Anonymous77 Anonymous77 5 years
To my knowledge he hasn't said anything to encourage them to stop. We don't talk about it. Whenever it has gotten brought up he rolls his eyes at how crazy they are. My guess is that he secretly is flattered by it. He looks at a few peoples profiles but he is definitely looking at the ex's more and making a point of it. I guess I don't understand why he has to look. He talks about their relationships as having just been "convenient" and knowing that he didn't really has feelings for them like he should have. So if he isn't friends with them, viewed his relationships with them as a joke, and is aware of their crazy behaviors then why does he check out their pictures and stuff pretty regularly?I know I haven't talked about it with him but I wouldn't even know how to go about it.

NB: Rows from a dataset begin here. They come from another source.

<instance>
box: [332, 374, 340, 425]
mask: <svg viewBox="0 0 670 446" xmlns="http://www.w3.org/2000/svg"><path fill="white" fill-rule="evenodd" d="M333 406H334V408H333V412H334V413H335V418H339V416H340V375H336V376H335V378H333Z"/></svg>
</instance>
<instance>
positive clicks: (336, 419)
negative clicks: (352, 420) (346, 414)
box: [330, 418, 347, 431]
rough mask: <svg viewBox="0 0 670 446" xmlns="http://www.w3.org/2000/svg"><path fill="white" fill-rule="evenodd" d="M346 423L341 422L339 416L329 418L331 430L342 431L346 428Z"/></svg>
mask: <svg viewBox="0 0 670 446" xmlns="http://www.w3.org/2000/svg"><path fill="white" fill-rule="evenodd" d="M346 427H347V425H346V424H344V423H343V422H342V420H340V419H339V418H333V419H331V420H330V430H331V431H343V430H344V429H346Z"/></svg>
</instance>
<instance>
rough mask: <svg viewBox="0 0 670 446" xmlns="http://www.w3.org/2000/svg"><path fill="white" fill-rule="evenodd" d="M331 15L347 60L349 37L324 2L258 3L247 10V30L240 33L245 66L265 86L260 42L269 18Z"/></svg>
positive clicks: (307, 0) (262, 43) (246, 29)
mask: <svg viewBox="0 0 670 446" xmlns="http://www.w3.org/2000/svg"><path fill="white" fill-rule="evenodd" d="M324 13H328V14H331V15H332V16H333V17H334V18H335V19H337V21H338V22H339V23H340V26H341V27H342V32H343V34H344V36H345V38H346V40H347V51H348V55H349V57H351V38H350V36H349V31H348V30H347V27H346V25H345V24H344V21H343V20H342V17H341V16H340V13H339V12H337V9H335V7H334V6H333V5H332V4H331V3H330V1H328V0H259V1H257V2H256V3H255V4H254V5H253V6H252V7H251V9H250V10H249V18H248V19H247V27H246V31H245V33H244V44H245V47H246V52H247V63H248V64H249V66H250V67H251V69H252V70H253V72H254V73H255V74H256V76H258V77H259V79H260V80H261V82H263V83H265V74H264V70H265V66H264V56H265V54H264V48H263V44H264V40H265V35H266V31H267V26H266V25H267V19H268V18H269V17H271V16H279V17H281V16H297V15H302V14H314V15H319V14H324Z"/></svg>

Anonymous77 Anonymous77 5 years
To my knowledge he hasn't said anything to encourage them to stop. We don't talk about it. Whenever it has gotten brought up he rolls his eyes at how crazy they are. My guess is that he secretly is flattered by it. He looks at a few peoples profiles but he is definitely looking at the ex's more and making a point of it. I guess I don't understand why he has to look. He talks about their relationships as having just been "convenient" and knowing that he didn't really has feelings for them like he should have. So if he isn't friends with them, viewed his relationships with them as a joke, and is aware of their crazy behaviors then why does he check out their pictures and stuff pretty regularly? I know I haven't talked about it with him but I wouldn't even know how to go about it.
Rjs-baby-girl Rjs-baby-girl 5 years
Did he talk to the girls about the stalking behaviour to tell them to stop it? Did he take actions to make it stop? Have you guys talked about how uncomfortable it makes you feel? The main thing for me would be to know he's doing everything possible to try to stop them, then I would be reassured that he has moved on. I'm not really sure how to answer the Facebook part. You saw that he's looking at his ex's profiles, but is he looking a lot at other friend's profiles in general? For example, I'm the one who left my previous serious boyfriends and I'm friends on Facebook with 2 of them, and I check their profiles from time to time, to see what they are doing now and stuff. I'm not stalking them but for me it's another way to get news about them without having to talk to them too often. I still care about them even if I don't love them anymore.